El coronel Ruiz contaba ya con unos 3oo hombres del Ángeles, y el Santiago; su número aumentaba momento a momento.

Eran las 4:3o de la mañana; la aurora teñía los nevados picos andinos; la tropa, formada y lista saluda el sol del 23 que venía a alumbrar un nuevo día de gloria para nuestras armas.

No tardó el enemigo en descubrir la presencia de una guerrilla chilena sobre el dorso del cerro Quequegana, dominando el Apacheta, el camino de Huasacachi a Puquina y toda la planicie circunvecina.

Combate de Huasacachi

Se tocó generala; formaron las tropas.

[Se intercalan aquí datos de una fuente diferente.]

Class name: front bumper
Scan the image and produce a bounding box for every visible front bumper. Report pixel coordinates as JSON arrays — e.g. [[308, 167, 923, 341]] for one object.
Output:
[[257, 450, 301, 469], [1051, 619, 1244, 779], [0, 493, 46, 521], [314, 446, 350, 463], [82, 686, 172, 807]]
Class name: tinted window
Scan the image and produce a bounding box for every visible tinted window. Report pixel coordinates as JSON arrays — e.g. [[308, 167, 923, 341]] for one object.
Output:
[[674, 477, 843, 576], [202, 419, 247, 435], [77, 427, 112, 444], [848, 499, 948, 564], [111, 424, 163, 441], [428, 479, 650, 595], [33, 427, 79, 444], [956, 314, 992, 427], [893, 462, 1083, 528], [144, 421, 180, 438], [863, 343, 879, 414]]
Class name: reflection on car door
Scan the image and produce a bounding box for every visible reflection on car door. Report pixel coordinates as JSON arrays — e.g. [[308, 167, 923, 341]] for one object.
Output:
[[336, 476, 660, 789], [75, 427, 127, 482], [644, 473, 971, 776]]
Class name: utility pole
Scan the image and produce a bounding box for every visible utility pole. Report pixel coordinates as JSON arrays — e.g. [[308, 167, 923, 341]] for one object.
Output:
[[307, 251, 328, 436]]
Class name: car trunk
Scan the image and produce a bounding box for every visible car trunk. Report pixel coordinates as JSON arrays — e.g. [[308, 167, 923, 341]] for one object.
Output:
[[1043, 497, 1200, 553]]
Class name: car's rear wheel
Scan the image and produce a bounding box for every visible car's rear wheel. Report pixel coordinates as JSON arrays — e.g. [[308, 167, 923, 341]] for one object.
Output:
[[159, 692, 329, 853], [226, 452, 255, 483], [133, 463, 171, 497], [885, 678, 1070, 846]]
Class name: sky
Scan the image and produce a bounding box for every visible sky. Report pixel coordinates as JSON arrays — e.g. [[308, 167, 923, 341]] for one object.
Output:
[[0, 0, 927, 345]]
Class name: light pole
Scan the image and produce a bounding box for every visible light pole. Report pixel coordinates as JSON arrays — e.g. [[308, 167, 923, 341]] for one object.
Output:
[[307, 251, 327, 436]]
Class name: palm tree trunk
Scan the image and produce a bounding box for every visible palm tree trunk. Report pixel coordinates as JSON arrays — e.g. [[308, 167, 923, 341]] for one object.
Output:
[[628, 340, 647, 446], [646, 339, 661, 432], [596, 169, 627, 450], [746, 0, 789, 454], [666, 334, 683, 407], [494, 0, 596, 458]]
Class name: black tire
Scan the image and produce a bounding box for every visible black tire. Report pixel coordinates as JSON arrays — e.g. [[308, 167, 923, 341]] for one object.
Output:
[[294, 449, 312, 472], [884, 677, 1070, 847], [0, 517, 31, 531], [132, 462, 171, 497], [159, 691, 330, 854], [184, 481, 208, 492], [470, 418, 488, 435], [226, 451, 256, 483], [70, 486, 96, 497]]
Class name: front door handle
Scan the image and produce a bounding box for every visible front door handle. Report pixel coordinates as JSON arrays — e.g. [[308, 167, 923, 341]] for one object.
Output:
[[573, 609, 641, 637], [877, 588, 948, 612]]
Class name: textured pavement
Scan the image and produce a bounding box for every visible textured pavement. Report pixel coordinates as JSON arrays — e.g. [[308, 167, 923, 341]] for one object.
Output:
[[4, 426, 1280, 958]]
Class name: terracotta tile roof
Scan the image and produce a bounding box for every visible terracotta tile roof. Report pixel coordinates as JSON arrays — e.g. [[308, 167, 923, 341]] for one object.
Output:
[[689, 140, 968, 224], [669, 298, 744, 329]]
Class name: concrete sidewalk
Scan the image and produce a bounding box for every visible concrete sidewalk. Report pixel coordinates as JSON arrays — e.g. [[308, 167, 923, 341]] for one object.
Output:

Se desplegaron algunas compañías hacia el punto amagado.

El coronel Ruiz hizo descender al Ángeles del Quequeguana a la Apacheta y con el Santiago ocupó aquella altura dominante.

El enemigo rompe un fuego ineficaz de fusil a dos mil metros de distancia y luego tocó retirada hacia el oriente a las trincheras de la cabeza de la cuesta de Huasacachi.

El coronel Ruiz permaneció impasible. Tenía orden de atacar cuando rompiese los fuegos Solo de Zaldívar por el camino, y además no juzga prudente aventurarse contra fuerzas de las tres armas, cuyos efectivos desconoce, aunque ya tiene bajo su mano casi toda su infantería y dos piezas que los artilleros habían subido a pulso desherrando las mulas para hacerlas escalar la pendiente.

Esperaba a pie firme el ataque del enemigo, que juzgaba inminente.

El coronel Godínez presenció el reconocimiento chileno llevado sobre la cuesta el día anterior, en unión del general Canevaro, comandante en jefe del ejército.

De acuerdo sobre la importancia de la posición, que juzgan inexpugnable, el general promete enviarle fuertes refuerzos en la misma tarde y cuantas tropas pueda sacar de Arequipa al día siguiente.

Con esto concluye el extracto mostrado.